Marsh rise. «Diavolo, sì, ma non è la ruota del timone che si deve imparare. È il fiume. Il fiume, York. Il vecchio Mississippi, proprio lui. Sono stato timoniere per otto anni, prima di avere i miei battelli, e pilotavo sul corso superiore del Mississippi e sull’Illinois. Mai sull’Ohio, però, né sul basso Mississippi, e nonostante la mia lunga esperienza in materia di battelli non avrei mai saputo pilotare su quei fiumi senza rimetterci la pelle — non li conoscevo. Gli altri li conoscevo, invece, quelli sì, eppure mi ci vollero anni per impararli, né finivo mai di imparare. Adesso manco dalla timoniera da troppo tempo, ormai dovrei imparare tutto da capo. Il fiume cambia, Joshua, cambia. Non è mai uguale due volte di seguito, ed è necessario conoscerne ogni centimetro.» Marsh avanzò verso il timone e vi posò sopra una mano, amorevolmente. «Ebbene, io conto di pilotare questo battello, fosse pure una volta soltanto. L’ho sognato per troppo tempo per non desiderare di averlo tra le mie mani. Quando sfideremo l’Eclipse, allora vorrò fare un turno nella timoniera, ecco cosa voglio. Ma il nostro è un battello troppo potente per non lanciarsi nel traffico di scambi che fa rotta a New Orleans, e questo significa affrontare il basso Mississippi, perciò io stesso dovrò cominciare ad imparare, imparare a conoscere ogni dannato centimetro del fiume. Ciò richiede tempo, richiede fatica. Volete ancora pilotare ora che sapete cosa significa?»

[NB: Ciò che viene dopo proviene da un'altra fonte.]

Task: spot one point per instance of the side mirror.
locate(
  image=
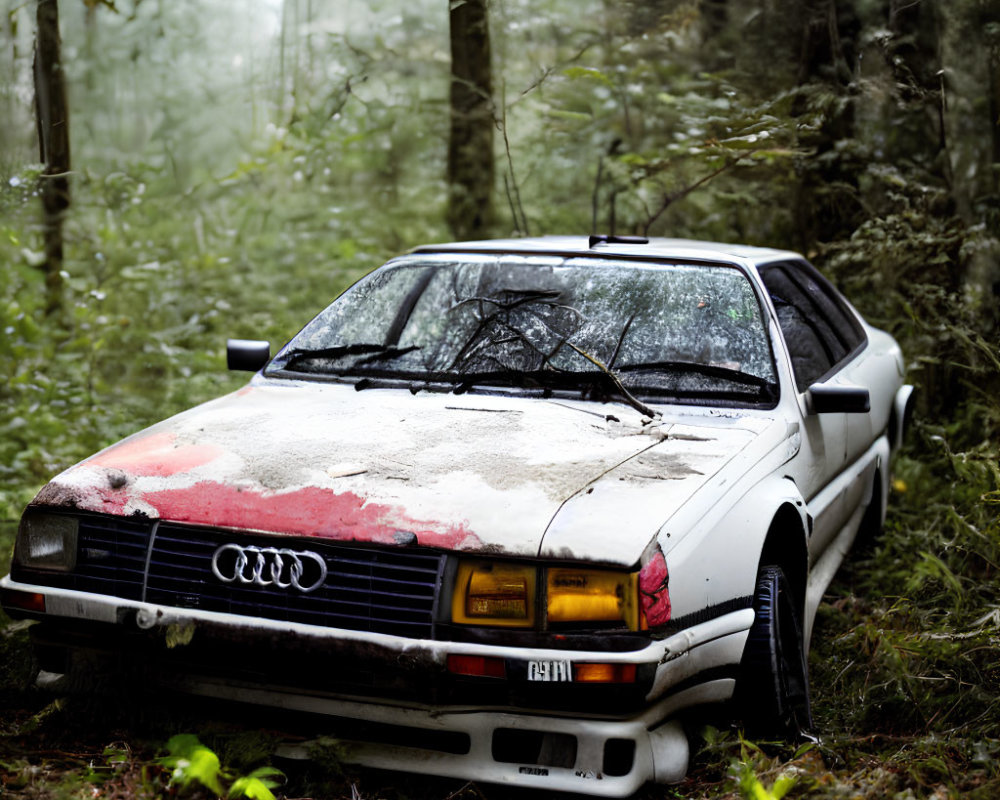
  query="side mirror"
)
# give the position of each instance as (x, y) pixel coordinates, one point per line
(248, 355)
(830, 399)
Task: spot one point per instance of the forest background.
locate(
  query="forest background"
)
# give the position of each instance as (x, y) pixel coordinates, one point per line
(237, 163)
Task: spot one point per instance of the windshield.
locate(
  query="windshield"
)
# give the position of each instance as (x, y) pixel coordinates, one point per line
(653, 330)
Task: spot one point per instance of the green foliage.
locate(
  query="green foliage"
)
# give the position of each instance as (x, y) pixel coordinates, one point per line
(190, 763)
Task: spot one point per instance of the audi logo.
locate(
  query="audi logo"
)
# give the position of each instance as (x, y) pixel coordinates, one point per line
(269, 566)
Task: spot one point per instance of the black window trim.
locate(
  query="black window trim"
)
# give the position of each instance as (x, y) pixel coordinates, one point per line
(834, 295)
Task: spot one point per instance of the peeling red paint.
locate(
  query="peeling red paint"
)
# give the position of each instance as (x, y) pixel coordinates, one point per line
(157, 455)
(310, 511)
(653, 593)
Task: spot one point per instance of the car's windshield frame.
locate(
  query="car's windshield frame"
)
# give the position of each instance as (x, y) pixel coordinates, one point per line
(383, 363)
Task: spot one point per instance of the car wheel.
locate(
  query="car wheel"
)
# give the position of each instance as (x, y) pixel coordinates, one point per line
(773, 692)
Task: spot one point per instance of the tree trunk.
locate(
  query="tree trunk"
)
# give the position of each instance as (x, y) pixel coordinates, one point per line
(52, 116)
(470, 145)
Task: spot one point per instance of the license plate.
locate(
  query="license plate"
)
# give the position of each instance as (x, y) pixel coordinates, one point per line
(549, 671)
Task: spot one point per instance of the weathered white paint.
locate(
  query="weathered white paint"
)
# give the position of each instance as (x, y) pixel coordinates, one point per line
(475, 472)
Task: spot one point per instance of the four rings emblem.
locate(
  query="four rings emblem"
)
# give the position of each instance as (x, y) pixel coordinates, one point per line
(269, 566)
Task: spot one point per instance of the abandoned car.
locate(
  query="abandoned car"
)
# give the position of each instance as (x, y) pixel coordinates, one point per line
(502, 511)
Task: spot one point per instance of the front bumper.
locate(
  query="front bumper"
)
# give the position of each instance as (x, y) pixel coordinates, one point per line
(591, 747)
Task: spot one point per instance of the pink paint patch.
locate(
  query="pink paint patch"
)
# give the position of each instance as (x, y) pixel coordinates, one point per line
(653, 594)
(310, 511)
(156, 455)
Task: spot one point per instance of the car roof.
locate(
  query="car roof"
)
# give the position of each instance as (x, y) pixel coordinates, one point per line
(630, 247)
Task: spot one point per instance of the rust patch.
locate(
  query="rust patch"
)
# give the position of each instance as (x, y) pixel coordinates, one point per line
(653, 591)
(309, 511)
(158, 455)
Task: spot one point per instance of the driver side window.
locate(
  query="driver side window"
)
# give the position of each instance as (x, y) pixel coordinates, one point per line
(819, 332)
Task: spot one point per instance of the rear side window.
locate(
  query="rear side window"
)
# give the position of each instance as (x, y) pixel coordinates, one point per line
(820, 331)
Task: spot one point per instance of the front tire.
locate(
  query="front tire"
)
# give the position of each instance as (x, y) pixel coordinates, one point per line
(773, 692)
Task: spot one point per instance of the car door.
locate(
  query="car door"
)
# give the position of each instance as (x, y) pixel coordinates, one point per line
(822, 338)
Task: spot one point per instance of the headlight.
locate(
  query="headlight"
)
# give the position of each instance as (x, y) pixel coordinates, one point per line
(580, 595)
(46, 541)
(494, 594)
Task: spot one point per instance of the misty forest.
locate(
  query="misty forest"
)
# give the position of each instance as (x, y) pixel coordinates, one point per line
(176, 172)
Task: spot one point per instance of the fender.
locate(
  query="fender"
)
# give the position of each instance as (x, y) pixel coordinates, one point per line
(697, 586)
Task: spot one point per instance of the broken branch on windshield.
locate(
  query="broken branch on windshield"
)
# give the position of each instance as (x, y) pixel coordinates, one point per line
(629, 398)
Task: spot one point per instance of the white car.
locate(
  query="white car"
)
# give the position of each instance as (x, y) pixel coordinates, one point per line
(501, 511)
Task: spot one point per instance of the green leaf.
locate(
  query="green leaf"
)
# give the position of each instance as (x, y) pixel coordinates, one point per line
(588, 73)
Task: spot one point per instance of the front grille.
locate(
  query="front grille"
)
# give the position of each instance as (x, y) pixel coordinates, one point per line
(366, 589)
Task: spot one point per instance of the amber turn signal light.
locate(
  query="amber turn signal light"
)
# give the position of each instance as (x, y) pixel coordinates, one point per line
(25, 601)
(604, 673)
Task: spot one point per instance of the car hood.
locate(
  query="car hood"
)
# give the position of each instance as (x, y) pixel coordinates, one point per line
(477, 473)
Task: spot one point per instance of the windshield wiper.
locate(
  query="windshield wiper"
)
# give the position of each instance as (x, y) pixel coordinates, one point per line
(626, 395)
(371, 353)
(708, 370)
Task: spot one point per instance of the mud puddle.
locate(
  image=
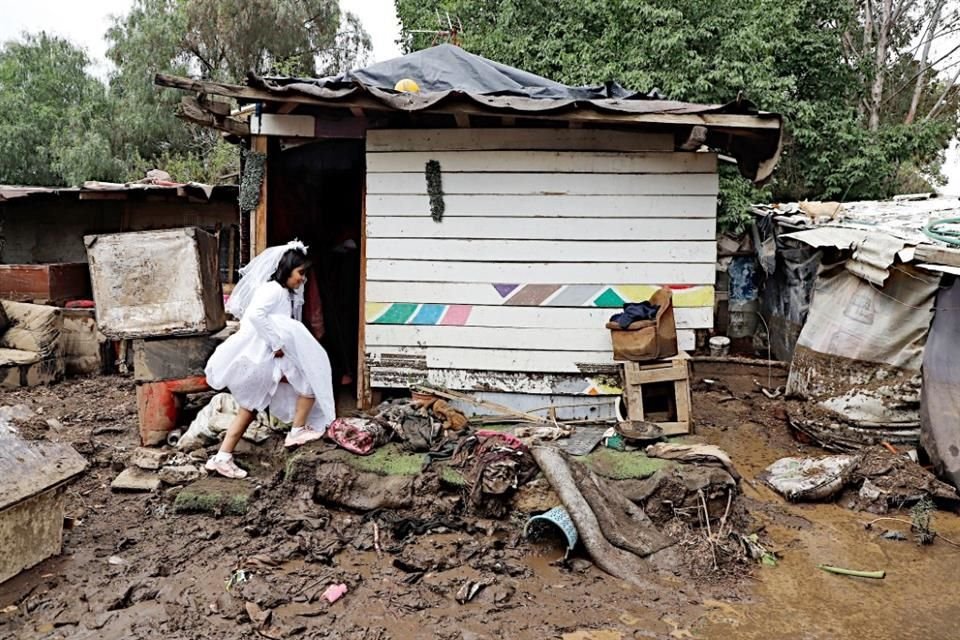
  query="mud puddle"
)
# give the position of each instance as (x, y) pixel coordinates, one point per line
(172, 579)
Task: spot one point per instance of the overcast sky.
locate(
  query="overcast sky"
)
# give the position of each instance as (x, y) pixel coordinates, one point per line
(84, 23)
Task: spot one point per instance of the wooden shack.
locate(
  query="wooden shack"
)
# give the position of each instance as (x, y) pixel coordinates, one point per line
(496, 231)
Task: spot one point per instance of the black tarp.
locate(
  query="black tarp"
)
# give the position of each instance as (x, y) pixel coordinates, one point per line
(940, 395)
(790, 268)
(450, 68)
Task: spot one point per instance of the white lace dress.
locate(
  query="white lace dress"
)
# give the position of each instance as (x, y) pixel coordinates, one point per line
(245, 363)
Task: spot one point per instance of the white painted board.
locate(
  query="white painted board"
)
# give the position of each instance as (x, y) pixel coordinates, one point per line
(413, 140)
(486, 294)
(548, 183)
(542, 162)
(541, 250)
(547, 206)
(539, 272)
(549, 318)
(536, 229)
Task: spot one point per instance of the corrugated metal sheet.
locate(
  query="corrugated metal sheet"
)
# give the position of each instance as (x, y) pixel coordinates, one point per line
(191, 189)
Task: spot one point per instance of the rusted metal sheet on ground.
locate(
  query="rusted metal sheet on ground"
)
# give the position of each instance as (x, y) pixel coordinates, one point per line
(28, 468)
(156, 283)
(599, 384)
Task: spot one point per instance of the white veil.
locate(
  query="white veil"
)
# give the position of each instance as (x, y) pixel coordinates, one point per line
(258, 271)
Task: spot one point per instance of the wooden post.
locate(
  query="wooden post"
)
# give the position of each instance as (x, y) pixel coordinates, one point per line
(364, 392)
(259, 145)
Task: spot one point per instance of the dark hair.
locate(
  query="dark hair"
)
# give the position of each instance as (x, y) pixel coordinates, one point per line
(292, 259)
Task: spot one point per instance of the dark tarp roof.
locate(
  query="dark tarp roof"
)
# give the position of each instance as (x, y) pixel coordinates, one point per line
(454, 80)
(450, 68)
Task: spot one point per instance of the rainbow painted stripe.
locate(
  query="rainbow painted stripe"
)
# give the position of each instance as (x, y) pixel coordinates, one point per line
(533, 295)
(455, 315)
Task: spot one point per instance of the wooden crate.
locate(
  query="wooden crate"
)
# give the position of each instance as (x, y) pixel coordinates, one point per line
(44, 283)
(676, 371)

«Possiamo imparare insieme, Abner,» rispose York.
I compagni di York cominciavano a diventare irrequieti. Vagavano di finestra in finestra, Brown spostando la lanterna da una mano all’altra, Simon torvo come un cadavere. Smith disse qualcosa a York nella loro lingua straniera. York assentì con un cenno del capo. «Dobbiamo andare,» disse.